The small town of Ingmargaden is split when a fundamentalist preacher
(Sven-Bertil Taube) leads a band of emigrant settlers to Palestine to
prepare for the Second Coming. Meanwhile, August gives history a human face
by focusing on Gertrud (Maria Bonnevie), whose beloved Ingmar (Ulf Friberg)
abandons her to keep his family's farm and to keep his hold on what's left
of the community. In the same way that Gertrud interprets this romantic
betrayal as a sign from God, Jerusalem unleashes various natural
disasters that simultaneously punctuate the melodrama and hint at divine
intervention. (RN)
Oscar and Lucinda. It's criminal how the success or
visibility of a movie depends so much on a release date. Oscar and
Lucinda, directed by the acclaimed Gillian Armstrong, would seem to
have been a natural for arthouse success; but it was released sporadically
at the end of 1997 for Oscar consideration, then limped into a few theaters
at the start of 1998 while critics were preoccupied with Titanic,
As Good As It Gets, and Good Will Hunting. And just what did
the zeitgeist miss? A poignant, haunting period tale of unrequited romance,
wherein a gambling-addicted Anglican minister (Ralph Fiennes) wagers that
he can transport a glass church across the Australian outback to prove his
devotion to a wayward Sidney socialite. The film's novelistic origins are
betrayed by some loose ends and awkward subplots, but what sticks with the
viewer is the way the plot twines across decades without ever losing the
intimate detail. Also memorable is Fiennes, whose apologist rants about the
divinity of gambling transform his reedy, nervous character into a
spiritual dynamo. (NM)
Work. Loosely following the affair between a white,
married young woman and her college-bound African American neighbor, this
stark indie drama takes The Incredibly True Adventure of Two Girls in
Love to more uncommercial (read: truer) ends. It's set in a depressed
factory town where 22-year-old Jenny (Cynthia Kaplan) grows tired of
cooking for her clueless husband (Peter Sprague); gets treated with
condescension during interviews for dead-end jobs; and whiles away the
summer with June (Sonja Sohn), who's heading off to school and thus feels
less pressure to sell her time for an hourly wage. Commendably,
writer-director Rachel Reichman refuses to draw simple connections between
Jenny's marital discord and her affair, or between her unemployment anxiety
and her faint resentment of June's scholarship; she's more interested in
capturing the tumult of her heroine's life than explaining it. Reichman's
elliptical editing and verit cinematography are riveting; and her title is
provocative when applied to the film's vast scope. Marriage, love, looking
for a job, merely "living" it's all work. (RN)

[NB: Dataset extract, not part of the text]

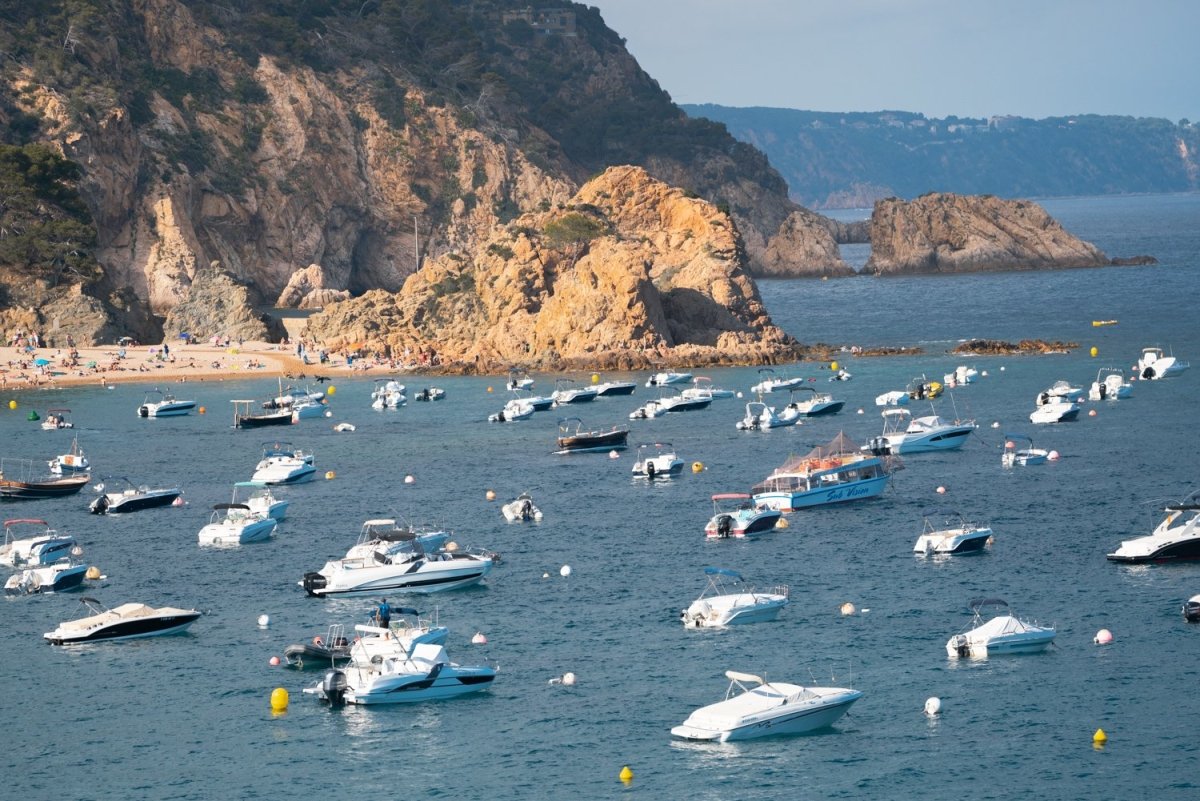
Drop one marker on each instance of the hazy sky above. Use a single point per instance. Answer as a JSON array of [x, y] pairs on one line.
[[941, 58]]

Off the wall alternatives to new releases
Class Action. Upon reading John Grisham's The
Rainmaker and later watching Francis Ford Coppola's weak film version I
found myself thinking of this crisp little courtroom drama, directed by
Michael Apted in his "entertainment-with-a-socially-relevant-edge" mode.

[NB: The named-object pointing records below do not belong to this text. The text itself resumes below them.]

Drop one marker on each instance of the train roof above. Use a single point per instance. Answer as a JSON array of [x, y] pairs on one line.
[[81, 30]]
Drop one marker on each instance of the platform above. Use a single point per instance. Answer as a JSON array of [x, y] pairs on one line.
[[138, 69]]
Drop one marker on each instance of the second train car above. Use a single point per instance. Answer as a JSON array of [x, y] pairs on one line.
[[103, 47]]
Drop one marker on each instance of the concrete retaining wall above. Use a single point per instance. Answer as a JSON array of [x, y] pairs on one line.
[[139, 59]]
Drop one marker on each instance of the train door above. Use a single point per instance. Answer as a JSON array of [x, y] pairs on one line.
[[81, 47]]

(See also: Thunderheart and Extreme Measures.) Gene Hackman
stars as a legendary liberal attorney who files a suit on behalf of a group
of people who were badly burned by automobiles with faulty wiring. Opposing
counsel is his daughter (Mary Elizabeth Mastrantonio), a budding corporate
shill who harbors a grudge for all the times that Dad broke Mom's heart by
sleeping around. Class Action is one of the rare films that combines
a truly affecting family crisis with a good potboiler. In its tense
courtroom scenes, where father and daughter conspire to stick it to a
heartless bean counter, you'll thrill to both the medium and the message.